Intercalibration of Advanced Microwave Scanning Radiometer-2 (AMSR2) Brightness Temperature


Here, we describe the characteristics of brightness temperature (Tb) measured by the Advanced Microwave Scanning Radiometer-two (AMSR2) onboard the worldwide Modification Observation Mission 1st-Water (GCOM-W1). This mission aims to achieve long-term world monitoring of Earth using two polar-orbiting satellite observation systems with three consecutive generations. GCOM-W1, the first satellite of the GCOM-W (Water) series, was launched successfully on Might 18, 2012. AMSR2 is a single-mission instrument onboard the GCOM-W1 satellite.

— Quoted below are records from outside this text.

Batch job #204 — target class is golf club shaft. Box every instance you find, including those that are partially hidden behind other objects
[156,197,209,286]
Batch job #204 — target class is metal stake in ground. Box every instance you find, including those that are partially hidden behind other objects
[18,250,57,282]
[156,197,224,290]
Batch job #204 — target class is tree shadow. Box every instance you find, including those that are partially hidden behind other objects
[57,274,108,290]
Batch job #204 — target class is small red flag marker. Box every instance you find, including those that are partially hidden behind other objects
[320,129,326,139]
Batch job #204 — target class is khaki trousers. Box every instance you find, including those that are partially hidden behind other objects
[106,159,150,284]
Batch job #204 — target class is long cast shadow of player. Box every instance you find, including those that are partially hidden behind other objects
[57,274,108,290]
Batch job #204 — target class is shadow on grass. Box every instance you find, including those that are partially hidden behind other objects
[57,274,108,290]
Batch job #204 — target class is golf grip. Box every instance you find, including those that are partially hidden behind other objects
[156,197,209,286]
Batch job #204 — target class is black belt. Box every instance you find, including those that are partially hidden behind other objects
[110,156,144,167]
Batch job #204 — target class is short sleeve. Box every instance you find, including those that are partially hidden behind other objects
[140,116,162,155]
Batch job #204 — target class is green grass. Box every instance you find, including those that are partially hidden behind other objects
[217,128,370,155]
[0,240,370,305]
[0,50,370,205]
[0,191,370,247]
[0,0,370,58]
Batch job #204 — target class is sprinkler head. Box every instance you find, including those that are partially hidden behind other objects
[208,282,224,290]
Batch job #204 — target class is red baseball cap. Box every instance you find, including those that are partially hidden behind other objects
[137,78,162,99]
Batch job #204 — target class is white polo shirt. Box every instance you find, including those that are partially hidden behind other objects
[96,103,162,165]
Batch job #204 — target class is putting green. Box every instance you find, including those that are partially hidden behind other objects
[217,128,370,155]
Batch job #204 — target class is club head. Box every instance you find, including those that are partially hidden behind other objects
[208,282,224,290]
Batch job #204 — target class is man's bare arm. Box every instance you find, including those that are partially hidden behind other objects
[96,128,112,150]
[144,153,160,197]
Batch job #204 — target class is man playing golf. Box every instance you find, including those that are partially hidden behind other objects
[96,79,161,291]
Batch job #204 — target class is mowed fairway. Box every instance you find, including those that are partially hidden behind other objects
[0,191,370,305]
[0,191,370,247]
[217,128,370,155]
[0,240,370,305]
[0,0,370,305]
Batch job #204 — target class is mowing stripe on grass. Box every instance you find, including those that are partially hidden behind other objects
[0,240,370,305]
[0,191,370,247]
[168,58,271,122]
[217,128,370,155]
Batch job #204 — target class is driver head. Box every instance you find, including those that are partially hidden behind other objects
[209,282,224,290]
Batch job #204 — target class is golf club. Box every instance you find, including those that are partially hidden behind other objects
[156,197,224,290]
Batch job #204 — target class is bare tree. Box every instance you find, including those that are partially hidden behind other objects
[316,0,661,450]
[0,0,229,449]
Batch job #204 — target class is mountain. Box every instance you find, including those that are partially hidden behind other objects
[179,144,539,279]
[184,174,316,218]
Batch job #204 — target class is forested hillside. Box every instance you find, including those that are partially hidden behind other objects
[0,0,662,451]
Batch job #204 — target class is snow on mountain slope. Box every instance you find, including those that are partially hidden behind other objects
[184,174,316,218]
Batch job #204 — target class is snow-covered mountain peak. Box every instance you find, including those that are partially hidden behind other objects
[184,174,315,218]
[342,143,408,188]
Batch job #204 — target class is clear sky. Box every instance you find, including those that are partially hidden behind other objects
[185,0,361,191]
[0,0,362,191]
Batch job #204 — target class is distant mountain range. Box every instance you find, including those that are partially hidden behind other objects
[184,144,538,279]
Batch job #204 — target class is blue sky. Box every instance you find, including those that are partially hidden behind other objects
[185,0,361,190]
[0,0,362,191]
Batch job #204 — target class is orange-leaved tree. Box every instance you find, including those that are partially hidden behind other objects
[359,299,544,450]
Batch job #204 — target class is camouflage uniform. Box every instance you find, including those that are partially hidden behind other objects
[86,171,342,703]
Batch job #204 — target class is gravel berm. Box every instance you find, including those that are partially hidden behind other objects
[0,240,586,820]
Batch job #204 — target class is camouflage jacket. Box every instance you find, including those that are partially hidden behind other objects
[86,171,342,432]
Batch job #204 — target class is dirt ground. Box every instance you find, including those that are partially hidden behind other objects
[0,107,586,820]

The basic characteristics of AMSR2 are like those of its predecessor, AMSR-E; this permits the continuation of AMSR-E observations however with many enhancements, together with a bigger main reflector ( diameter), further channels at C-band frequency, an improved calibration system, and increased reliability imparted by the addition of a redundant momentum wheel. Since July three, 2012, the instrument has functioned properly and has accumulated a knowledge set of Tb measurements. During the initial calibration and validation amount, Tb values are being evaluated and characterized in step with numerous methodologies, including intercalibration between similar microwave radiometers [e.g., the Tropical Rainfall Measuring Mission Microwave Imager (TMI)] primarily based on radiative transfer computations. The intercalibration results for the ocean area because the cold end and the rainforest area the as heat finish demonstrate that Tb measured by AMSR2 exhibits no apparent seasonal variation, with a maximum calibration difference of approximately 5 K compared to TMI and AMSR-E. This calibration difference seems to rely on the Tb of the observed object.